Future astronauts may be able to eat a nutritionally complete meal made from bacteria grown on crushed asteroids, creating a type of milkshake or yogurt.
Astronauts on the International Space Station are experimenting with growing salad leaves, but most of the food consumed in space comes from Earth. This will not be possible for more distant and longer duration space missions. joshua pierce and his colleagues at Western University in Ontario, Canada, decided to study the use of bacteria to convert carbon-containing compounds from asteroids into edible food.
Although they have not yet performed this process using real asteroids, Pearce and his team performed a similar experiment using bacteria that breaks down plastic from leftover military ration packets. To do this, they heated the plastic in the absence of oxygen, a process called pyrolysis, and fed this to a mixture of carbon-eating bacteria.
“If you look at the pyrolysis products that bacteria are known to eat and the materials found in asteroids, there's actually a pretty reasonable match,” Pearce said. “So I think this really works.”
The bacterial aggregates end up being “something like a caramel milkshake,” Pearce said, and the team is also experimenting with drying the material to make something like yogurt or powder.

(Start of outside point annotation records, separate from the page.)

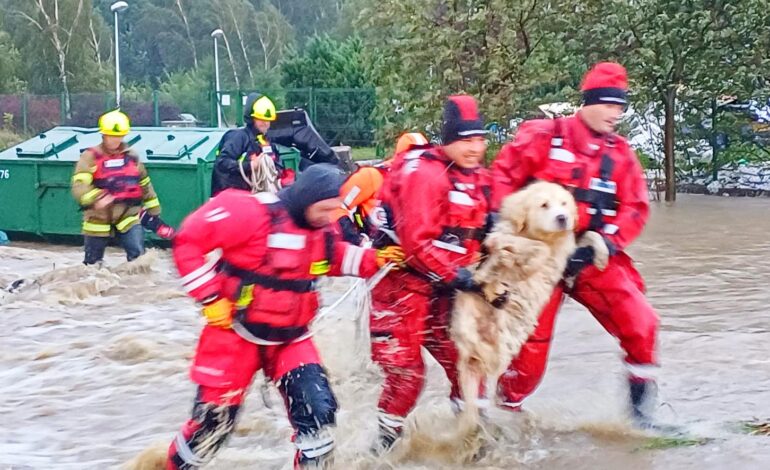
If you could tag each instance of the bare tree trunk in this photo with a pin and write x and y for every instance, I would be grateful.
(189, 35)
(669, 129)
(60, 38)
(94, 41)
(232, 63)
(243, 45)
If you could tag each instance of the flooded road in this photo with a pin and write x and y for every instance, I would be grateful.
(93, 363)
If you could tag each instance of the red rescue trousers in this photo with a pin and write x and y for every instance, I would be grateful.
(615, 297)
(402, 321)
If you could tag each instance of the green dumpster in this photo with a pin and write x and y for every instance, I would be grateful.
(35, 175)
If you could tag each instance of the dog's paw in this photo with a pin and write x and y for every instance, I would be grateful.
(601, 252)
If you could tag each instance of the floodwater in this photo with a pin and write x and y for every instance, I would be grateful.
(93, 363)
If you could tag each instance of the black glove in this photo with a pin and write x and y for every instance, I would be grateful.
(155, 224)
(580, 259)
(464, 281)
(492, 219)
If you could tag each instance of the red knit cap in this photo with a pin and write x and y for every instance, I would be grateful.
(605, 83)
(461, 119)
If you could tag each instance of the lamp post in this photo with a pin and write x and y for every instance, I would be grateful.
(217, 33)
(116, 8)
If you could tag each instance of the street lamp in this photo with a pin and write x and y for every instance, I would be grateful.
(116, 8)
(217, 33)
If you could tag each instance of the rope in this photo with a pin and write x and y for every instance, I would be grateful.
(264, 175)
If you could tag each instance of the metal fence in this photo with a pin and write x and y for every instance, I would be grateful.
(341, 116)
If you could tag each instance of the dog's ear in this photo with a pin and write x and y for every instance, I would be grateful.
(514, 210)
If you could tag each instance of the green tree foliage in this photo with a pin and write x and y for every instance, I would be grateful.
(343, 109)
(500, 51)
(676, 51)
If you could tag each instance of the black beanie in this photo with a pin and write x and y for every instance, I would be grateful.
(461, 119)
(320, 181)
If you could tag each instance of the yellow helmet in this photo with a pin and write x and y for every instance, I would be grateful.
(263, 109)
(114, 123)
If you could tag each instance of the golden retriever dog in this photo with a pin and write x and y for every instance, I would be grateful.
(528, 251)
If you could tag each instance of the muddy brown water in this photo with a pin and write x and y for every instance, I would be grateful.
(93, 363)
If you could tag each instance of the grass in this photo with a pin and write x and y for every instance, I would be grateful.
(661, 443)
(756, 428)
(363, 153)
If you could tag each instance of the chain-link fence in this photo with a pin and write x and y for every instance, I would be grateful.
(341, 115)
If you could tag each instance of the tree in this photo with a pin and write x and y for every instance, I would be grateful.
(343, 111)
(10, 66)
(58, 24)
(497, 50)
(675, 50)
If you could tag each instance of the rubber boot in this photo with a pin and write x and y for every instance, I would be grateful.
(644, 400)
(389, 433)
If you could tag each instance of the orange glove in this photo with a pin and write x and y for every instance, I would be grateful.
(219, 313)
(390, 254)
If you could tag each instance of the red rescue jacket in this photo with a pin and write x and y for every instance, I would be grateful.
(436, 211)
(602, 172)
(268, 265)
(118, 174)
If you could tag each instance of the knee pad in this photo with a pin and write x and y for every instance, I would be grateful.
(309, 398)
(200, 439)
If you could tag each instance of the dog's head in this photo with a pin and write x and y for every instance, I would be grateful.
(540, 210)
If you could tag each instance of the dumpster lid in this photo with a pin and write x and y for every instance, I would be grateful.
(176, 147)
(46, 145)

Although it may not be very appetizing, Pearce says this bacteria is highly suited for human needs. “We did a nutritional analysis and found it to be a nearly perfect food,” he says. “We found that the bacterial consortium we were using was more or less allocating a third each to protein, carbohydrates, and fat.”

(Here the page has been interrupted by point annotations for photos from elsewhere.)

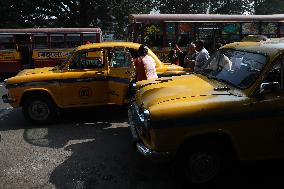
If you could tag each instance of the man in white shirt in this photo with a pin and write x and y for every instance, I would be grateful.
(201, 57)
(148, 62)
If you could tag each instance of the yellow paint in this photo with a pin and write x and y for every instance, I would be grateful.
(81, 87)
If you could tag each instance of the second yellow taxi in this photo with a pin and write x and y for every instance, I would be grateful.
(94, 74)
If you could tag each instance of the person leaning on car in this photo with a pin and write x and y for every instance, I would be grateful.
(145, 65)
(201, 57)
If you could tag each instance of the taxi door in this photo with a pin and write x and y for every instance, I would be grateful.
(85, 81)
(268, 127)
(121, 72)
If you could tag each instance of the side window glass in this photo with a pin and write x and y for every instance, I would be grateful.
(274, 74)
(76, 63)
(88, 60)
(120, 58)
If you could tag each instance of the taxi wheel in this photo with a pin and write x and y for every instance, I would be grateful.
(39, 109)
(201, 167)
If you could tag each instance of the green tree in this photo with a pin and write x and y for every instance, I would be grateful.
(268, 6)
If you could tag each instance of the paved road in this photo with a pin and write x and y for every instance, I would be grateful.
(91, 148)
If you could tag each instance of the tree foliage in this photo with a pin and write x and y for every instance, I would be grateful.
(112, 15)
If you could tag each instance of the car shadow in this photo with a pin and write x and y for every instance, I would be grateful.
(102, 154)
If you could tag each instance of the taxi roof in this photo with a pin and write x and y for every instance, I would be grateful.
(110, 44)
(270, 47)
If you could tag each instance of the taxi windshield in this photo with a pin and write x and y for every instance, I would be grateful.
(234, 67)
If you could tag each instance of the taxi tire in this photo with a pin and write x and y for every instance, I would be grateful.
(190, 158)
(43, 100)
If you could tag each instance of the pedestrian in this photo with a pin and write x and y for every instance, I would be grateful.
(201, 57)
(189, 58)
(173, 56)
(145, 65)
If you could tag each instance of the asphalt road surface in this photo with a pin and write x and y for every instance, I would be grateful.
(92, 148)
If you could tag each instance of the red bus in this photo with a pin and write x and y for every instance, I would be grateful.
(40, 47)
(162, 31)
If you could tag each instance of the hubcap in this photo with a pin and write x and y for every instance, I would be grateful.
(202, 167)
(38, 110)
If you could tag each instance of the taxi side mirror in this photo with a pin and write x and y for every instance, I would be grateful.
(269, 87)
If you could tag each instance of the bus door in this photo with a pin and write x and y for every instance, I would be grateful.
(209, 33)
(121, 72)
(10, 61)
(23, 42)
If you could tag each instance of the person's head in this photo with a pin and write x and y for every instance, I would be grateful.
(143, 50)
(191, 48)
(199, 45)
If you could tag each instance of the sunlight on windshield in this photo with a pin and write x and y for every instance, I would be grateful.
(238, 68)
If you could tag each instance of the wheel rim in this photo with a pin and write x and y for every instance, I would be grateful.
(202, 167)
(39, 110)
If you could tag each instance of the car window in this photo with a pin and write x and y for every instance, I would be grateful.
(275, 73)
(88, 60)
(238, 68)
(120, 57)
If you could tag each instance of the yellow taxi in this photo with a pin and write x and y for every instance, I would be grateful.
(231, 110)
(94, 74)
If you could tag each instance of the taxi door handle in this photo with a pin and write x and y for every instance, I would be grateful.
(99, 73)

If this idea is correct, a 500-meter-wide asteroid similar to Bennu, which NASA visited in 2020, could feed between 600 and 17,000 astronauts for a year, Pierce said. say. The exact amount depends on how efficiently the bacteria can digest the asteroid's carbon compounds.

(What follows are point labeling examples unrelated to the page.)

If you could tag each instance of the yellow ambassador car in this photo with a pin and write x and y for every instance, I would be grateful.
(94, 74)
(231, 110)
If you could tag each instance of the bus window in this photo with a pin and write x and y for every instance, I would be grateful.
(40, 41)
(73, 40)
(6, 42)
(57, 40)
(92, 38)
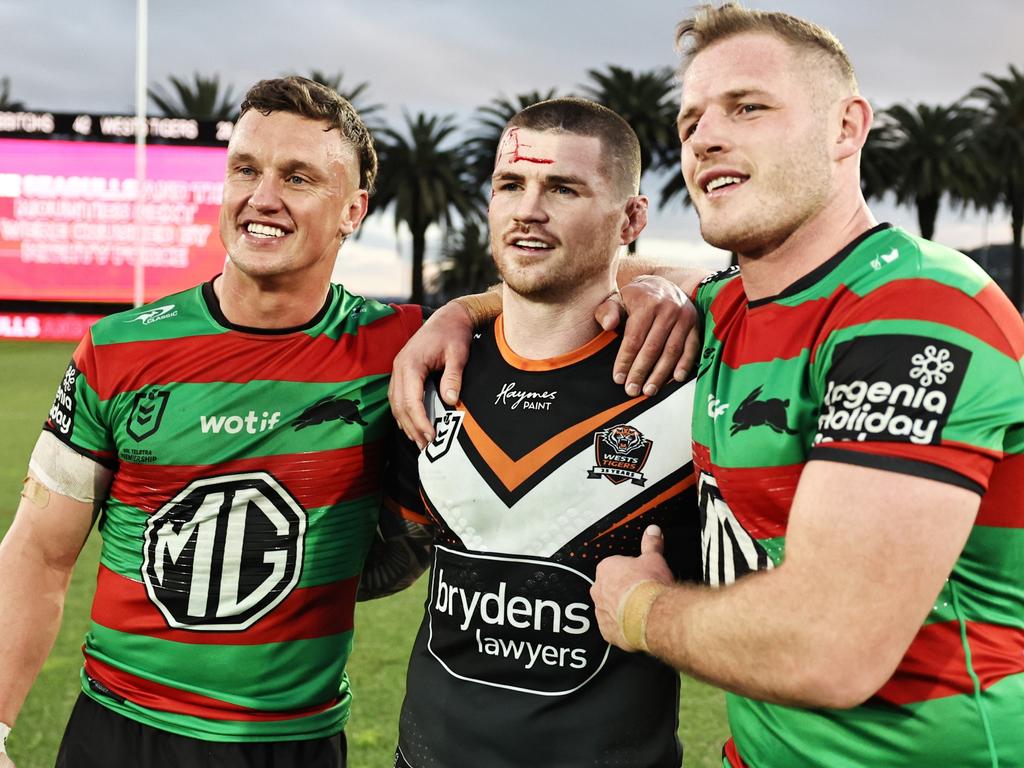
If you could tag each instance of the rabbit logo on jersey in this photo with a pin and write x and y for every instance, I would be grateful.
(891, 388)
(513, 623)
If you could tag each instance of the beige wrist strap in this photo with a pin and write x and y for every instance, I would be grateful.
(481, 306)
(636, 607)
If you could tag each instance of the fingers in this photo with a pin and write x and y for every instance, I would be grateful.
(406, 394)
(691, 353)
(668, 359)
(455, 361)
(652, 542)
(610, 312)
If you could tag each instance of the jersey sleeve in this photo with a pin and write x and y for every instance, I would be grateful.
(936, 399)
(78, 417)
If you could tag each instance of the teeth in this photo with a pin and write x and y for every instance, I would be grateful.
(721, 181)
(263, 230)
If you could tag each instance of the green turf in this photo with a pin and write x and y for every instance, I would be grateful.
(386, 628)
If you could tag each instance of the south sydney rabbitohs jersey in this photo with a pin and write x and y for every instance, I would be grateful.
(544, 468)
(901, 355)
(247, 483)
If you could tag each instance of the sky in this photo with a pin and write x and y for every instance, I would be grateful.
(451, 56)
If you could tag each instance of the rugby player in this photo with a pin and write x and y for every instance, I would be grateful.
(541, 468)
(231, 440)
(859, 442)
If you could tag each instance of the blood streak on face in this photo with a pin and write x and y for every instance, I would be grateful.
(510, 146)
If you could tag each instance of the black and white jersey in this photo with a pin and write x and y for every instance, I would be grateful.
(541, 470)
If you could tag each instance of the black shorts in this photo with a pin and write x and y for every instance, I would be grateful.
(98, 737)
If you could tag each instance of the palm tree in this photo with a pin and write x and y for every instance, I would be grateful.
(647, 100)
(880, 161)
(493, 118)
(466, 262)
(1000, 140)
(203, 98)
(6, 102)
(425, 181)
(354, 94)
(932, 146)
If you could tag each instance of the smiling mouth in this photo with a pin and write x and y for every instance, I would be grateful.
(532, 245)
(723, 182)
(264, 231)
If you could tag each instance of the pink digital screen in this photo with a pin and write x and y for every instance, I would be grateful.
(73, 221)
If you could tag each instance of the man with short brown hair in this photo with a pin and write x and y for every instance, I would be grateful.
(859, 444)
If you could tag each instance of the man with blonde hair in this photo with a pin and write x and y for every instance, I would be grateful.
(860, 458)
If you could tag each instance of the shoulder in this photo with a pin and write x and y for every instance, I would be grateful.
(165, 317)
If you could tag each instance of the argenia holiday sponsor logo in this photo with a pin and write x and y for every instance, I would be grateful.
(891, 388)
(513, 623)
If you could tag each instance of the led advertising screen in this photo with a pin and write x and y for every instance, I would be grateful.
(73, 219)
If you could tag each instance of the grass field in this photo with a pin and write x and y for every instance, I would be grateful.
(386, 628)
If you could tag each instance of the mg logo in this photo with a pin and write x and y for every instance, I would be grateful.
(224, 552)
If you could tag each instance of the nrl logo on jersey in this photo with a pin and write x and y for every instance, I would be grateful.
(622, 452)
(445, 430)
(146, 413)
(157, 313)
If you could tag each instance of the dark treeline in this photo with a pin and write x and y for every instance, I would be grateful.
(436, 171)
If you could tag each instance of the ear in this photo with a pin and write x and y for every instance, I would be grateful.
(635, 219)
(855, 122)
(353, 213)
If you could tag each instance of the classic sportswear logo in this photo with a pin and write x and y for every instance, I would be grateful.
(152, 315)
(251, 423)
(885, 258)
(513, 623)
(891, 388)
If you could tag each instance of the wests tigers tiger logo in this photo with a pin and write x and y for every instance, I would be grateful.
(622, 452)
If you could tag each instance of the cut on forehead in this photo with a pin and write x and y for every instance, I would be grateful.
(711, 25)
(620, 146)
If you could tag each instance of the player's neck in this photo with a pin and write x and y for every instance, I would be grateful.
(268, 303)
(541, 330)
(770, 270)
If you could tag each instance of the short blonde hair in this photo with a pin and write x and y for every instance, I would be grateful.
(712, 24)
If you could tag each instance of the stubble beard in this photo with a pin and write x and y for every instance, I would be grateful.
(790, 194)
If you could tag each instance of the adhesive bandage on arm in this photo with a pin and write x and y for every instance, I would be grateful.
(636, 608)
(62, 470)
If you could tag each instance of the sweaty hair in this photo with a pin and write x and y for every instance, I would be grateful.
(308, 98)
(711, 25)
(584, 118)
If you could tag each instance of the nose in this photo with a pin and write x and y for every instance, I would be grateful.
(266, 196)
(708, 136)
(529, 206)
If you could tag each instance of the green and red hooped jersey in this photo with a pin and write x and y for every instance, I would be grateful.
(248, 471)
(900, 354)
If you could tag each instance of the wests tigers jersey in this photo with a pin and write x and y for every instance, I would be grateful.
(541, 470)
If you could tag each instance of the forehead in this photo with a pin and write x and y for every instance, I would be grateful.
(283, 137)
(528, 153)
(741, 62)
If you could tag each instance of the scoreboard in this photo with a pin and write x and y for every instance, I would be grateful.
(74, 219)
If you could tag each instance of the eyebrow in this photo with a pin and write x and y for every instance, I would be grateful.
(553, 179)
(289, 167)
(736, 94)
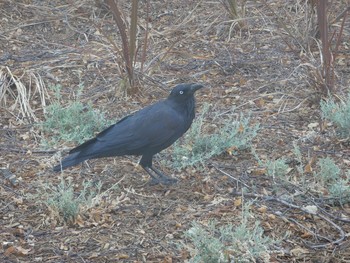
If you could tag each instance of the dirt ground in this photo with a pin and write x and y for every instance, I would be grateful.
(253, 67)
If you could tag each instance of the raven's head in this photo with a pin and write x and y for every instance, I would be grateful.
(182, 92)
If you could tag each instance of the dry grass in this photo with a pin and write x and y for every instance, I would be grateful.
(262, 68)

A fully operational asteroid food project would require an “industrial-sized supermachine” in space, but researchers will begin testing the idea on a small scale next year, starting with coal. He says he wants to move on to meteorites next. They are currently working on the proposal. “It's very expensive, so we have to destroy it.” [the meteorites]So when we made these proposals, the stone collectors were not happy,” Pearce says.
“There's definitely potential there, but it's still a very futuristic and exploratory idea,” he says. Annemiek Wargen At the Vrije Universiteit Amsterdam. “It's good to think about these things, but in terms of technology, there's still quite a bit of development to be done before we can use these methods.”
The success of this process depends on how much of the carbon compounds in the asteroid are suitable food for bacteria, Wagen said. Based on the composition of meteorites on Earth, it's likely somewhere in the middle of the range the researchers calculated, she says.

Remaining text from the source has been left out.